La guerre commerciale entre Bombardier et Boeing a été abordée mercredi à la table de négociation de l'ALENA. La ministre des Affaires étrangères, Chrystia Freeland, en a discuté directement avec le représentant américain au Commerce, Robert Lighthizer.

«J'ai expliqué la position canadienne et l'importance pour le Canada de cet enjeu», a-t-elle confirmé lors de la conférence de presse qui clôturait la troisième ronde de négociations tenue à Ottawa cette semaine.

Le département américain du Commerce a infligé mardi soir des droits compensatoires préliminaires de près de 220 % à Bombardier et ses appareils de la CSeries. C'est presque trois fois plus que ce que son concurrent Boeing exigeait.

La ministre Freeland a également signalé qu'elle allait s'entretenir au cours des prochains jours avec son homologue britannique. Bombardier emploie près de 8000 personnes en Irlande du Nord, dont plus de la moitié en aéronautique.

Mme Freeland a également l'intention d'aborder la question de Bombardier une énième fois avec le secrétaire américain au Commerce, Wilbur Ross.

«Nous allons continuer de nous battre très, très fort», a-t-elle dit.

Les parlementaires ont adopté une motion du Nouveau Parti démocratique mercredi après-midi pour reconnaître l'importance économique de Bombardier et protéger les emplois de l'industrie aéronautique face à la décision du département américain du Commerce.

Le président de la Chambre des communes a toutefois rejeté une demande de débat d'urgence soumise par le Bloc québécois parce qu'elle ne répondait pas aux critères procéduraux.

Ceux-ci stipulent qu'une telle demande ne doit pas, règle générale, «concerner une industrie ou un groupe en particulier».

«C'est quoi que ça prend?
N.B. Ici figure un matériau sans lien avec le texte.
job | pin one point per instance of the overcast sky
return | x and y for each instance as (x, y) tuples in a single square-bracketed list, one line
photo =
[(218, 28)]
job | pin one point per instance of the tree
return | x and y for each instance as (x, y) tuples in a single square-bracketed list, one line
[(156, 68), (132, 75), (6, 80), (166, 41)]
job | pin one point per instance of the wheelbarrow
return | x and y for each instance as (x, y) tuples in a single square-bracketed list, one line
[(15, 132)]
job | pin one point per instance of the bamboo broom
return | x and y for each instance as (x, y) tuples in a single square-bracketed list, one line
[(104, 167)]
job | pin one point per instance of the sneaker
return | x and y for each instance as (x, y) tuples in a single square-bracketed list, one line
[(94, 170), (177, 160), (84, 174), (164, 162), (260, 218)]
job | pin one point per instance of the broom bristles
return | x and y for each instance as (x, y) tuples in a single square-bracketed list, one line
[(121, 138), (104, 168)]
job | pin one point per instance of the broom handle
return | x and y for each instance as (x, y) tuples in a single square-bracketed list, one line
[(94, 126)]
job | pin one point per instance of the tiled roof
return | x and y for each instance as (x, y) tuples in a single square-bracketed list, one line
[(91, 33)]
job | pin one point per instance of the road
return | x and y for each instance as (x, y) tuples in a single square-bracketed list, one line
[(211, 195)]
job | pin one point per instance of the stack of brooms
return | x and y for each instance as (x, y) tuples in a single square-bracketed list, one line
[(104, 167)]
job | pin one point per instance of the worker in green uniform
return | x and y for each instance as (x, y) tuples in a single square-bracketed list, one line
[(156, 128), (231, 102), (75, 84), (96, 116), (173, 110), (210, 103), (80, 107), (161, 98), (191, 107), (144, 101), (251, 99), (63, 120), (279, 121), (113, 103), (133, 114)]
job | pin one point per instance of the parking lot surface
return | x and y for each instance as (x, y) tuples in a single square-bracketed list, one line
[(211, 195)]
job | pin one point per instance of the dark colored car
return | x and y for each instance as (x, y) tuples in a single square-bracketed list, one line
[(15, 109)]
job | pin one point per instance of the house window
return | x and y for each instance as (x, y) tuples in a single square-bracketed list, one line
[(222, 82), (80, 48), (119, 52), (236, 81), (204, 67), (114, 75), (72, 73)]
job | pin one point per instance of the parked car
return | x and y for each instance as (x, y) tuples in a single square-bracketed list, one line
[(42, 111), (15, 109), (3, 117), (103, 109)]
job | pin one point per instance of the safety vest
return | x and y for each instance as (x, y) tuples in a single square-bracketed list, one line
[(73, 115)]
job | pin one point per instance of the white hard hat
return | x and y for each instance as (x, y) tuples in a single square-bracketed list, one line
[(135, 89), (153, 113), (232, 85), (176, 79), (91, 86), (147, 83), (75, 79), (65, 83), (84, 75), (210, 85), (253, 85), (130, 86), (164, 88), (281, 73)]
Cent milles, un million d'emplois menacés? Ça, là, c'est le coeur de l'économie du Québec qui est menacé puis on s'en lave les mains ici», s'est insurgé le leader parlementaire du Bloc québécois, Gabriel Ste-Marie.

Le gouvernement Trudeau s'est attiré les critiques de l'opposition mercredi.
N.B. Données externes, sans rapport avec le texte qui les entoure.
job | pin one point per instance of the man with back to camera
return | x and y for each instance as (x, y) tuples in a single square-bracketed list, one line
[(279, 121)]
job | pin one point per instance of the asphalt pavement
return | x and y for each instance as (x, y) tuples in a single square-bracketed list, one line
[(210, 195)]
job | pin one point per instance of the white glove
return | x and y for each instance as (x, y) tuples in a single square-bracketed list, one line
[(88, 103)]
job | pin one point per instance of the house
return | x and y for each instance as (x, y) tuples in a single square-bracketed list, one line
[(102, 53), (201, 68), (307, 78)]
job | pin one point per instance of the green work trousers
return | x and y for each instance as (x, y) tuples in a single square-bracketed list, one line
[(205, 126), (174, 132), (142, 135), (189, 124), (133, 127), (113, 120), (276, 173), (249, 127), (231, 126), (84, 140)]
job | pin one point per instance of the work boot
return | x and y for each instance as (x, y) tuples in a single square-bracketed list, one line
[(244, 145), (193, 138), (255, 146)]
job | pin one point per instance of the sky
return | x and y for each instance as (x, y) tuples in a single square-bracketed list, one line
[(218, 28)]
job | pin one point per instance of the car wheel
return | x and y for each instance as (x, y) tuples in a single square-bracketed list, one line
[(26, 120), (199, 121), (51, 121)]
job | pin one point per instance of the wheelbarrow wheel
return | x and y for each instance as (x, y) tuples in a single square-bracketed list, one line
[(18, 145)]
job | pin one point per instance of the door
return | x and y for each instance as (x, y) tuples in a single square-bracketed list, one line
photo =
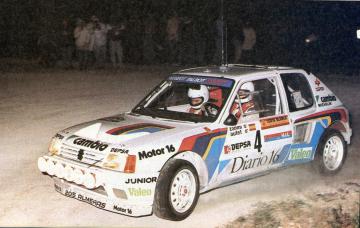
[(253, 145)]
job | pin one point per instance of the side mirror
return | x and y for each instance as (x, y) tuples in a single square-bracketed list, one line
[(230, 120)]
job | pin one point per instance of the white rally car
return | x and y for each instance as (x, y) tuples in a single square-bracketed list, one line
[(199, 129)]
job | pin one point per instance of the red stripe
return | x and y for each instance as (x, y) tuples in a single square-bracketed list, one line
[(136, 126), (278, 134), (188, 143), (341, 111)]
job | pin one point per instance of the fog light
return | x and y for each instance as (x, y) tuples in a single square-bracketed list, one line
[(78, 176), (51, 167), (42, 164), (69, 173), (121, 194), (89, 180), (59, 170)]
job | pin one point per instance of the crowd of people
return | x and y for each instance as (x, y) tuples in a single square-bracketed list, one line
[(183, 40)]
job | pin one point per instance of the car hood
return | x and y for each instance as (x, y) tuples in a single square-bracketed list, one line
[(126, 128)]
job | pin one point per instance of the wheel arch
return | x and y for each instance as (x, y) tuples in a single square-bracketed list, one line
[(340, 127), (196, 161)]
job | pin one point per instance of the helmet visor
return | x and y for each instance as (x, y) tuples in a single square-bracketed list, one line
[(196, 101)]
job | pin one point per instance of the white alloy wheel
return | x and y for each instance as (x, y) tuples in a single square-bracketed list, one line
[(183, 190), (333, 153)]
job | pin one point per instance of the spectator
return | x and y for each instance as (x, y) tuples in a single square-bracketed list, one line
[(66, 44), (249, 42), (116, 35), (172, 31), (100, 38), (47, 49), (82, 43)]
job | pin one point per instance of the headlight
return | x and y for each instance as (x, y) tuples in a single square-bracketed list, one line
[(120, 162), (55, 145)]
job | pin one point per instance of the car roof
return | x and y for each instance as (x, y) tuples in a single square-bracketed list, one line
[(234, 71)]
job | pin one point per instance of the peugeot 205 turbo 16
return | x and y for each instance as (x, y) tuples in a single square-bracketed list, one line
[(197, 130)]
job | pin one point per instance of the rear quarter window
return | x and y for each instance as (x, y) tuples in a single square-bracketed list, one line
[(298, 91)]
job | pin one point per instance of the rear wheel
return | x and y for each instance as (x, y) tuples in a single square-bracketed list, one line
[(331, 153), (177, 190)]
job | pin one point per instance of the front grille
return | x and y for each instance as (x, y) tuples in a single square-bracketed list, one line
[(88, 157)]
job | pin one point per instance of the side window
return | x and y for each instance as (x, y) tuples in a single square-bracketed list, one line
[(298, 92), (259, 97)]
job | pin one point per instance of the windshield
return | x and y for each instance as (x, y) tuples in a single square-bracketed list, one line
[(188, 98)]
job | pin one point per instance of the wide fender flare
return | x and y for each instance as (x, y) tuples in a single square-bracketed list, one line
[(196, 161), (338, 126)]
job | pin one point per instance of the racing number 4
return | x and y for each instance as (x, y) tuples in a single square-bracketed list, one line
[(258, 144)]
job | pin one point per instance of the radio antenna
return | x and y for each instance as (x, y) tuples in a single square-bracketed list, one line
[(222, 32)]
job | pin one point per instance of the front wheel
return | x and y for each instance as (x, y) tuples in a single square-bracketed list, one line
[(177, 190), (331, 153)]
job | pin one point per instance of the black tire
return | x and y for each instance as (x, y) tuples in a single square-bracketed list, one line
[(319, 156), (162, 206)]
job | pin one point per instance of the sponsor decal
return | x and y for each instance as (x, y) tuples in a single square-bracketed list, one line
[(154, 152), (58, 188), (122, 210), (140, 180), (300, 153), (238, 130), (208, 145), (97, 145), (139, 192), (89, 200), (244, 163), (119, 150), (278, 136), (318, 87), (202, 80), (333, 115), (237, 147), (252, 127), (137, 128), (59, 136), (326, 100), (274, 122)]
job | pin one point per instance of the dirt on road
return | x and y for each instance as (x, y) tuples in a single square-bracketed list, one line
[(35, 104)]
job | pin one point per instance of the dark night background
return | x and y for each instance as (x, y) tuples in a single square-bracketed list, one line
[(281, 27)]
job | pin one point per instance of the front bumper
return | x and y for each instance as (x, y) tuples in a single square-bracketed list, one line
[(123, 193)]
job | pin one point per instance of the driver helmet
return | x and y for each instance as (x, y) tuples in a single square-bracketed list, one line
[(245, 89), (198, 96)]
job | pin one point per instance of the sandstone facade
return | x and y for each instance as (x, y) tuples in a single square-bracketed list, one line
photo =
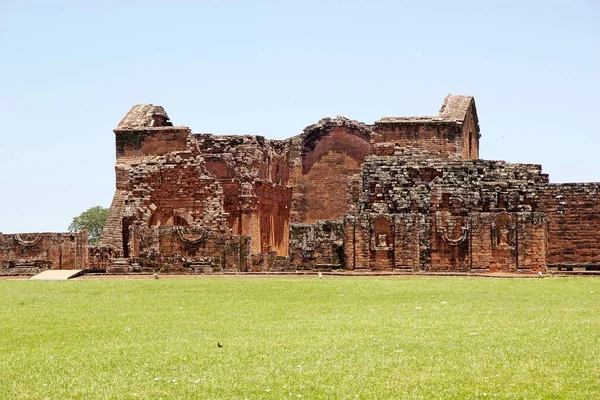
[(403, 194)]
«Le gouvernement fédéral a mal géré cette situation dès le début en choisissant de donner une subvention, et c'est au gouvernement de défendre sa position devant les tribunaux», a affirmé le chef conservateur, Andrew Scheer.

Le gouvernement avait octroyé un prêt de 372,5 millions au géant de l'aéronautique en février.

Le chef du Nouveau Parti démocratique, Thomas Mulcair, a plutôt dénoncé l'approche trop conciliante du gouvernement.

«Jusqu'à maintenant, tout ce que Justin Trudeau a réussi à faire, c'est de menacer d'annuler un contrat qui n'existe même pas. Est-ce qu'on peut avoir un premier ministre qui, lorsqu'il parle avec le président américain, soulève ces questions importantes de commerce ? Parce que si on se fait malmener comme c'est le cas en aérospatiale, tout le reste va suivre dans les négociations de l'ALENA.»

Le premier ministre Justin Trudeau a réagi à cette décision américaine mercredi matin sans répéter sa menace à l'endroit de Boeing. Il avait menacé il y a quelques semaines de ne plus acheter à Boeing ses avions-chasseurs Super Hornet si l'entreprise ne retirait pas sa plainte.

«Évidemment, c'est une décision décevante, mais comme je l'ai toujours dit, on va toujours se battre pour les emplois canadiens», a-t-il déclaré.

La ministre Freeland a fait remarquer que le Canada doit faire face à un voisin du sud de plus en plus jaloux de ses industries.

«Nous savons tous que c'est une administration qui est ouvertement protectionniste. C'est une administration qui parle ouvertement d'une politique du America First et c'est la réalité avec laquelle le Canada doit travailler», a constaté Mme Freeland.

Les dirigeants de Bombardier n'ont pas souhaité accorder d'entrevues mercredi.

«On a le meilleur avion et on va se battre!», pouvait-on lire dans un gazouillis du vice-président des affaires externes de Bombardier, Olivier Marcil. Il citait le président-directeur général de l'entreprise, Alain Bellemare, que l'on pouvait voir sur une photo en train de s'adresser aux employés de Mirabel.